Is the link reference definition behavior under-specified?

balpha · June 12, 2015, 9:58am

A link reference definition does not correspond to a structural element of a document.

and that is all it currently has to say about the fact that link reference definitions (“LRDs”) are removed.

Looking at the behavior of the reference implementation, this is arguably not true, or at least imprecise.

Consider the following Markdown:

- 
x

which yields

<ul>
<li></li>
</ul>
<p>x</p>

– the x is outside the list.

However if we add a LRD:

- [foo]: /foo.html
x

we get

<ul>
<li>x</li>
</ul>

with the x inside the list item, because it is now considered paragraph continuation text of the first list item line, which is no longer empty.

So while you could argue that the LRD is not a structural element, its presence in the Markdown source certainly changes the structure of the document (beyond the obvious question whether or not a link may be created elsewhere in the document).
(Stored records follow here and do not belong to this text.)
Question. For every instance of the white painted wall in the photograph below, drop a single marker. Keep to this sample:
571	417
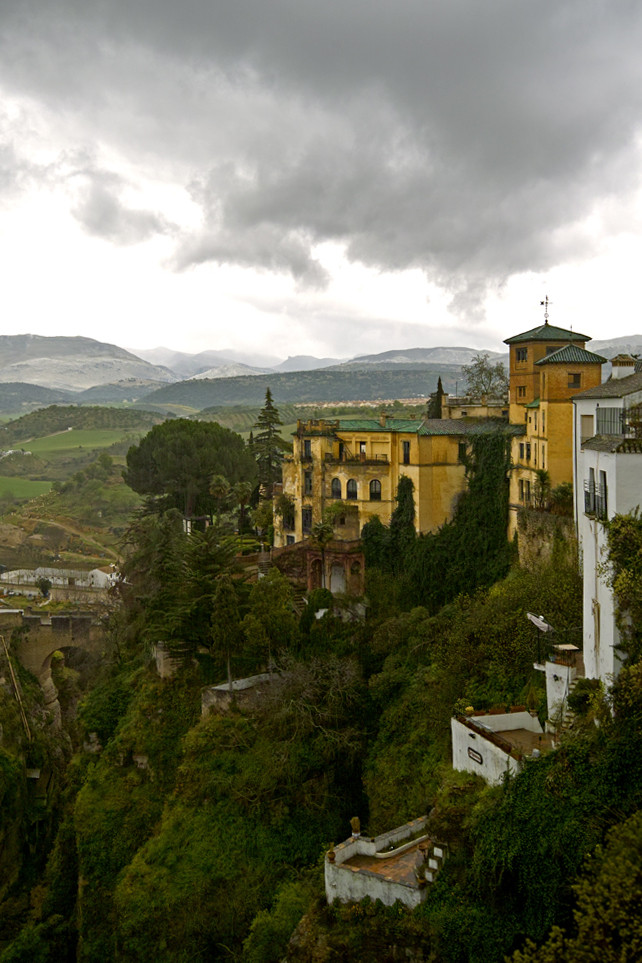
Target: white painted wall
473	753
558	682
624	487
346	885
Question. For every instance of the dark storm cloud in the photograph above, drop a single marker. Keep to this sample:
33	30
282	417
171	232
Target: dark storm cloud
468	139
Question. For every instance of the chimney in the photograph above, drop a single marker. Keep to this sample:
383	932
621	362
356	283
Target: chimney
622	366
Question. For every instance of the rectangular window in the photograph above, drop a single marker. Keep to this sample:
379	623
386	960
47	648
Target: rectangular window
306	520
610	421
589	493
601	504
586	427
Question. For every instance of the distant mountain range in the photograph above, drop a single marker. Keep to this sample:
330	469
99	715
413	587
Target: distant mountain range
71	364
37	370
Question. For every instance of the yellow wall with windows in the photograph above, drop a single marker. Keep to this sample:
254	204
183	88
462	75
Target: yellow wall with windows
323	452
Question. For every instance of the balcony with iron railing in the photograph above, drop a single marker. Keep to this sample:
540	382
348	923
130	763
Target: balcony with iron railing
359	459
595	500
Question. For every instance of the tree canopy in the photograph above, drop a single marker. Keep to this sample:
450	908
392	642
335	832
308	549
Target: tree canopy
175	462
485	378
267	445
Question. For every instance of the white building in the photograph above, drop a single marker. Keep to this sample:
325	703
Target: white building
493	745
607	476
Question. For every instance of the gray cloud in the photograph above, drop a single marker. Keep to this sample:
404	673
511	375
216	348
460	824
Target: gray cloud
101	211
470	140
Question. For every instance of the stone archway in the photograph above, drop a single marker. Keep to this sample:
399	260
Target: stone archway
316	573
40	637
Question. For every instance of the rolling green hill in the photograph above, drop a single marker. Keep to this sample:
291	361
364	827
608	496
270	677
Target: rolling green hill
56	418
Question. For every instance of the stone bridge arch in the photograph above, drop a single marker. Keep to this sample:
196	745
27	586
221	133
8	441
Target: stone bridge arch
40	636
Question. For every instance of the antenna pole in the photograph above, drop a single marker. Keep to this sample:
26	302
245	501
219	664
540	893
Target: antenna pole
545	303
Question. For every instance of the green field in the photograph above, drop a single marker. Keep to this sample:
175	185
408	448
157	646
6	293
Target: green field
22	488
77	438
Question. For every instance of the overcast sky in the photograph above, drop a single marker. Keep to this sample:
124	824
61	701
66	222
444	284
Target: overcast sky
328	178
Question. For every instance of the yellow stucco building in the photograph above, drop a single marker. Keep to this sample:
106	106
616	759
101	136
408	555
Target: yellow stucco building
358	463
548	366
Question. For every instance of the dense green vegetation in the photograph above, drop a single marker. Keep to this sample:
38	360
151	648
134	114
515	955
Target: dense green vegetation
174	464
13	487
189	838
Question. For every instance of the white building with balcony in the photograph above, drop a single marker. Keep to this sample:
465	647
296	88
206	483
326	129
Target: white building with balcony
607	430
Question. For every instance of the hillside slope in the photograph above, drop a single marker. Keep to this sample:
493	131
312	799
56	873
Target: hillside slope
70	363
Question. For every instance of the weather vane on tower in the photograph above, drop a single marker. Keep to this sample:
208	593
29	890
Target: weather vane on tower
545	303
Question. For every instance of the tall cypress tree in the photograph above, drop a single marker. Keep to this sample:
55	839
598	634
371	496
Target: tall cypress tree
266	445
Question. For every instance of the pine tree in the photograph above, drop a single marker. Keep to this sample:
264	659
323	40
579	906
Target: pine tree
266	445
226	637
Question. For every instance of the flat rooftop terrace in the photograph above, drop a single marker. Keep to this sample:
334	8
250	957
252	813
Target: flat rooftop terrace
396	868
525	741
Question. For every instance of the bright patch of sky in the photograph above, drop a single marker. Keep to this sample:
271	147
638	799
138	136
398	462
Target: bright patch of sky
295	178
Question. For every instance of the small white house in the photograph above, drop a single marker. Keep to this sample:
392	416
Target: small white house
396	866
492	745
607	481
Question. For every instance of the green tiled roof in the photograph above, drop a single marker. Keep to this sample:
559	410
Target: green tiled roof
459	426
572	354
411	425
547	332
431	426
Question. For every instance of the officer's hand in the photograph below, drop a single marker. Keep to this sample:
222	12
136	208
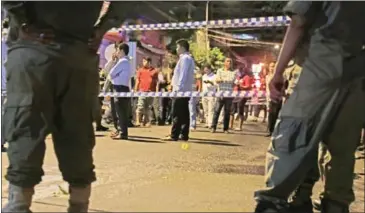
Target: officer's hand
276	88
95	40
115	56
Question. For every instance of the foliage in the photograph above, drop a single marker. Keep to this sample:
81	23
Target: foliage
199	52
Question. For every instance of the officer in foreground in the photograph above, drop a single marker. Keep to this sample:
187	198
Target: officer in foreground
327	105
52	84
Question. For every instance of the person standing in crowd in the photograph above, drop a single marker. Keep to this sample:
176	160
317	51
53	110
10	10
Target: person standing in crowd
120	76
98	112
51	92
146	81
5	25
108	87
259	103
164	80
208	87
225	79
243	83
155	111
194	100
182	81
274	106
292	74
326	105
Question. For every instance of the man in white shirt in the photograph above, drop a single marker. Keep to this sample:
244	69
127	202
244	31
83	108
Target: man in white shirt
208	102
225	80
182	81
120	76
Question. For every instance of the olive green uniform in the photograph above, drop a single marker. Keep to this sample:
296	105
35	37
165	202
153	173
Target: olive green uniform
327	105
52	87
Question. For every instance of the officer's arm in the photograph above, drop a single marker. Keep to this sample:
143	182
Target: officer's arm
115	15
17	11
302	14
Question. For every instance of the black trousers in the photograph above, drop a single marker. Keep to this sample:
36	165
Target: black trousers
180	118
164	110
122	108
226	104
274	110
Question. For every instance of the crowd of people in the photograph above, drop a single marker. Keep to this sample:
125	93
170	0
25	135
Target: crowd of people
210	111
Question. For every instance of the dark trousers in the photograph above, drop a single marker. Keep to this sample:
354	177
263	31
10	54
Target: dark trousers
164	109
122	109
274	110
2	125
226	104
180	118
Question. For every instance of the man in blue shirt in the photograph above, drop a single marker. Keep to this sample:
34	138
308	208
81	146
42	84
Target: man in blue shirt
182	81
120	76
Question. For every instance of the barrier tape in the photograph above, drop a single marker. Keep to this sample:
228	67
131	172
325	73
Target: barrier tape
219	94
271	21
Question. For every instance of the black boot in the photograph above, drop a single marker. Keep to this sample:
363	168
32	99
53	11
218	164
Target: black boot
301	201
317	205
329	206
270	207
79	199
3	149
20	199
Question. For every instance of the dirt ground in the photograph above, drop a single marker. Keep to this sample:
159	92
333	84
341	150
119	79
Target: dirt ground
217	173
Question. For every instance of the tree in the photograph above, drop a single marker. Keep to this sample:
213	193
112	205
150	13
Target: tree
199	51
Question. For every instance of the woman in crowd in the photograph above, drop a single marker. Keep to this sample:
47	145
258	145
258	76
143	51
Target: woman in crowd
208	102
259	102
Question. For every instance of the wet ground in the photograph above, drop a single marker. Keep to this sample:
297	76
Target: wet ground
217	173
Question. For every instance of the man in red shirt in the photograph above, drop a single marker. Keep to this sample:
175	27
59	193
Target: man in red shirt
146	81
242	83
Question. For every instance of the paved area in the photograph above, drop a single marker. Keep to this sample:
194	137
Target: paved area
217	173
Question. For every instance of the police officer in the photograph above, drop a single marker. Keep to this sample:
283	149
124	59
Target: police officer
52	84
327	105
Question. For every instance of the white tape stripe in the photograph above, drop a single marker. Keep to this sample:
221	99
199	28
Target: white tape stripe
259	21
226	94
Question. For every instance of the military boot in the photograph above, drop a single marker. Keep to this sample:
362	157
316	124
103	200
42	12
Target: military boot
271	207
317	205
20	199
330	206
79	199
301	201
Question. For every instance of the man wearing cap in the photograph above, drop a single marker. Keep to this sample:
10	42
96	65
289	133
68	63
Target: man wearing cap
326	105
146	81
182	81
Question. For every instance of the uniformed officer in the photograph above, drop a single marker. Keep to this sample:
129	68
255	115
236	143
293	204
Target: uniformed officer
52	81
327	105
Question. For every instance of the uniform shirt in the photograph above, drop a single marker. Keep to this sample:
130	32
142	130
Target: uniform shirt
336	22
121	73
228	78
183	78
208	87
147	78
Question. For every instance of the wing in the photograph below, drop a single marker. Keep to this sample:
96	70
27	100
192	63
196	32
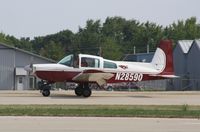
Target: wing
93	76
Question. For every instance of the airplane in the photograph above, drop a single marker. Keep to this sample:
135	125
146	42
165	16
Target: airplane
84	69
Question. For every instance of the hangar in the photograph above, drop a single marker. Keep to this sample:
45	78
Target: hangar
186	64
12	63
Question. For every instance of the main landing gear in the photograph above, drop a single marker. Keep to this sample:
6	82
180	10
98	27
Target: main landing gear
83	90
44	88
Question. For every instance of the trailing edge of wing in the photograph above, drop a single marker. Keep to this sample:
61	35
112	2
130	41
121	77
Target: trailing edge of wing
165	76
93	76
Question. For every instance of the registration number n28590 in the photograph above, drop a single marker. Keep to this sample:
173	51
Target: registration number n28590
129	76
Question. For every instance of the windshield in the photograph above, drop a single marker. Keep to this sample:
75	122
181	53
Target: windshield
68	60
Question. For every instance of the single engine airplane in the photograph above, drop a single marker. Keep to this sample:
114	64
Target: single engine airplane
84	69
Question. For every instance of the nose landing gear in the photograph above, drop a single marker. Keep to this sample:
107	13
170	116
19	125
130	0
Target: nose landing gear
83	90
44	88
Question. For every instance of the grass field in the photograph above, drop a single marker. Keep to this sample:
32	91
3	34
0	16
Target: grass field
169	111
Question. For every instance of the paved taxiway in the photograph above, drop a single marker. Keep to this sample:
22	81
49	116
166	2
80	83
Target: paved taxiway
102	97
97	124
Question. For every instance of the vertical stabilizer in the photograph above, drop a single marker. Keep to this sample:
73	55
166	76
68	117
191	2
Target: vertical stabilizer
163	58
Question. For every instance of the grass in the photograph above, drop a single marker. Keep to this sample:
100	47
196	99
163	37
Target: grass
169	111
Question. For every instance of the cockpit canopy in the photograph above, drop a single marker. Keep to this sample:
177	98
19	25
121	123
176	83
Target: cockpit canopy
89	61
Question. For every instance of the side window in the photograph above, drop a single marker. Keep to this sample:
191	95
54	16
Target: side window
90	62
107	64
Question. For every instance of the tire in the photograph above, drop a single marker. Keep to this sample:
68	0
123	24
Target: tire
87	92
78	91
110	88
46	92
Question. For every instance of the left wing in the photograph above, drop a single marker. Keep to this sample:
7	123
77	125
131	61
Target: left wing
93	76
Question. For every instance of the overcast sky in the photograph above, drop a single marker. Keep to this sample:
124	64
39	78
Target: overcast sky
29	18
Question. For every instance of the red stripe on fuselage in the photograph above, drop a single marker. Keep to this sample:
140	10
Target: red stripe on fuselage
61	76
56	76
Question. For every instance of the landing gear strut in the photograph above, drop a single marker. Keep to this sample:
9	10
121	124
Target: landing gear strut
44	88
83	90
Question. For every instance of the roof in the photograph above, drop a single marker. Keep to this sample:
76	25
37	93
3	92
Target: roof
26	52
185	45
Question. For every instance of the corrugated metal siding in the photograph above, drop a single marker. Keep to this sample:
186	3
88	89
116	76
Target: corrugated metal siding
23	59
193	66
6	69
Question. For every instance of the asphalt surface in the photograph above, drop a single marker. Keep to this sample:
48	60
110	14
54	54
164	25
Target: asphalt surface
102	97
97	124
In fact it is close to impossible to say something like “after the LRDs are collected, the document is treated like they hadn’t been there in the first place”, because you can end up with weird cycles. Imagine this:

x
- [foo]: /foo.html

Because it’s at the beginning of a paragraph in a list item, the LRD is parsed and removed. If you now treat the document like the LRD hadn’t been there, you’re converting this:

x
-

– which is <h2>x</h2> because the dash is now a setext header underline*. However, if the dash is now interpreted as an underline, not a bullet, then the original LRD would no longer have been in a spot where a LRD is legal, and thus shouldn’t have been removed. But if the LRD hadn’t been removed, the dash would go back to being a bullet. GOTO START.

* This is not what the spec currently says, but it is what the reference implementation does, and it is likely that the spec will be changed accordingly. You can construct a similar example with a LRD and a horizontal line using the current spec as-is.
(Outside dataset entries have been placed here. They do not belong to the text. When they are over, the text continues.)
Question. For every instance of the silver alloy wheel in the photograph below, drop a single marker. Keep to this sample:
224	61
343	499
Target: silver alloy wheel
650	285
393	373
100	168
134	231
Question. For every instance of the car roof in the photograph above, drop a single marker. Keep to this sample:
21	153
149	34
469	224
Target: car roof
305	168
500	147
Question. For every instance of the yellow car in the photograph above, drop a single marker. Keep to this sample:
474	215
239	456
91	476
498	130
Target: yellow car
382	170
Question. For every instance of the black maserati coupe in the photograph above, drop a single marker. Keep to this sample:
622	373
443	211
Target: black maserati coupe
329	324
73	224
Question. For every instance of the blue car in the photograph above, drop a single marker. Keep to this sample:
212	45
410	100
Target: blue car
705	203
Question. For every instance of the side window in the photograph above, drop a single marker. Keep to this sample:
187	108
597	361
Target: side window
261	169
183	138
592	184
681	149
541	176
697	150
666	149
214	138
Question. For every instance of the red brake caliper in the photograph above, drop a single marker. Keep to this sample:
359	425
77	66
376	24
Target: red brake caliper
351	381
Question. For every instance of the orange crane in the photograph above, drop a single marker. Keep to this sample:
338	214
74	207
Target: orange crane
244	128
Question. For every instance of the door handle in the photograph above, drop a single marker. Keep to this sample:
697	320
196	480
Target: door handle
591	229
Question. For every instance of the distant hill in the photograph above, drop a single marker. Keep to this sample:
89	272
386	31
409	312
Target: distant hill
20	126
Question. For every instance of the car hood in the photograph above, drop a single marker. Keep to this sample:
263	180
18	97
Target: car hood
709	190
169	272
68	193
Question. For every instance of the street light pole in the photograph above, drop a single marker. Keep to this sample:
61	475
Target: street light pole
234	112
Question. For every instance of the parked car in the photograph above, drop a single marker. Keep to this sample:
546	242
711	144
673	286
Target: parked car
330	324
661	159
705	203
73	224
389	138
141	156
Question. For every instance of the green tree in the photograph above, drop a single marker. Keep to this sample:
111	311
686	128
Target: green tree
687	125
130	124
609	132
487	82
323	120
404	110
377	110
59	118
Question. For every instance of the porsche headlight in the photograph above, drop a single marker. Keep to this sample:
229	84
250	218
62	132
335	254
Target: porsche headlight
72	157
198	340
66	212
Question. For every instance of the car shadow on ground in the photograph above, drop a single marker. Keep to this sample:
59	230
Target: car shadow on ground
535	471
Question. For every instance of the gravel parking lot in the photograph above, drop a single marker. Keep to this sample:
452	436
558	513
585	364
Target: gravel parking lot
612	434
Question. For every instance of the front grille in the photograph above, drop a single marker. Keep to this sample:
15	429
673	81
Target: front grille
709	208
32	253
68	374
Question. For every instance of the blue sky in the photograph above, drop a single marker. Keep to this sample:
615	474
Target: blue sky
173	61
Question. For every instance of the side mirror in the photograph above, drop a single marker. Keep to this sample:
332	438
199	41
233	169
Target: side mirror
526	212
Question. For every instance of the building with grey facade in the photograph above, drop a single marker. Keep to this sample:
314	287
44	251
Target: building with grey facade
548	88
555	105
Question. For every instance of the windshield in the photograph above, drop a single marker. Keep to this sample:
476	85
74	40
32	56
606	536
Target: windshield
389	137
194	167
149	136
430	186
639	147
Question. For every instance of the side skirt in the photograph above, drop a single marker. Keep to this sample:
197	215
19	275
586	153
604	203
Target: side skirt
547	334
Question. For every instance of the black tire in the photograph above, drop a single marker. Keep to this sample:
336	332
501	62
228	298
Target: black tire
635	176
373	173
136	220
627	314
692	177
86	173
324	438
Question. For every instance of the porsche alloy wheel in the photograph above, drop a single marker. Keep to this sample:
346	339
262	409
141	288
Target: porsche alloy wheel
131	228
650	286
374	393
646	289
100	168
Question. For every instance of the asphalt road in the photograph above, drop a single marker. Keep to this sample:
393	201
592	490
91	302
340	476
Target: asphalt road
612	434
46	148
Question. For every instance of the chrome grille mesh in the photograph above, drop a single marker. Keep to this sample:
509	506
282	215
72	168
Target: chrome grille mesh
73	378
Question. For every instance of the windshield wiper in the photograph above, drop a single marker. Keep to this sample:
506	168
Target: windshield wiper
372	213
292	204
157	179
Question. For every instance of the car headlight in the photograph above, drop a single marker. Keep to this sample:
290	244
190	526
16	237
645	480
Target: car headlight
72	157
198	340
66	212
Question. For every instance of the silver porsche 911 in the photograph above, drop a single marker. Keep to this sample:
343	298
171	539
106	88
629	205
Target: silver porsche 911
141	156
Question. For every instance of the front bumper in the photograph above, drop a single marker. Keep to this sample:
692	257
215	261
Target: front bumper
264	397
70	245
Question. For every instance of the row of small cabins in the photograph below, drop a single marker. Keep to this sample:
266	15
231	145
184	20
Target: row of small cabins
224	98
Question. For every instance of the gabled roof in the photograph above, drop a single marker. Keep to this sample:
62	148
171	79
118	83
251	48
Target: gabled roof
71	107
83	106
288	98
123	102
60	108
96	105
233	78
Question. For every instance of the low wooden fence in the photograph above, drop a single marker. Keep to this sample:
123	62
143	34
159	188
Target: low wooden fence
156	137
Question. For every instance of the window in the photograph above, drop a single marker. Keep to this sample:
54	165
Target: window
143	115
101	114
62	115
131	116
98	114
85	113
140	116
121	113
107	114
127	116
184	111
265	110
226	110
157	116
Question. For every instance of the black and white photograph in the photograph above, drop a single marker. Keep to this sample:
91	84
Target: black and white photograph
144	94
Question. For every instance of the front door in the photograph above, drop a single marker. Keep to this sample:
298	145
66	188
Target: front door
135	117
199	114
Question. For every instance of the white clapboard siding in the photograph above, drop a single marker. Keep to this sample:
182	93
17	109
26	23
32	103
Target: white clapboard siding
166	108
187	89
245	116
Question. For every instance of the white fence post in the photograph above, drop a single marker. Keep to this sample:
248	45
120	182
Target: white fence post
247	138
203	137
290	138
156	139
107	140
So it seems inevitable that LRDs, even after being removed, have an influence on the document structure, and the reference implementation’s behavior makes some sense to me (at least I could not think of any highly problematic issues).

However the spec should accurately describe the desired behavior to match, because this issue seems very prone to edge cases.

Any suggestions how this could be phrased? Or any problems/inconsistencies with the current behavior that you can think of and that I’ve missed?

jgm · June 12, 2015, 5:13pm

This feels like a bug in the reference implementation.

The reference implementation takes a kind of short-cut in handling link references, piggybacking on paragraph parsing, but as your example shows, this can go wrong.

I’d say this should become an issue on the reference implementation’s tracker, rather than something that needs fixing in the spec.

balpha · June 15, 2015, 10:21am

Fair enough. Can I still suggest that the behavior is clarified in the spec? Upon rereading, I realized that the fact that LRDs are part of the “Leaf blocks” section hints at the desired behavior, but the phrasing

does not correspond to a structural element of a document

somewhat confused me. To me, conceptually, a LRD does correspond to a structural element of a document; it’s just an element that causes no output.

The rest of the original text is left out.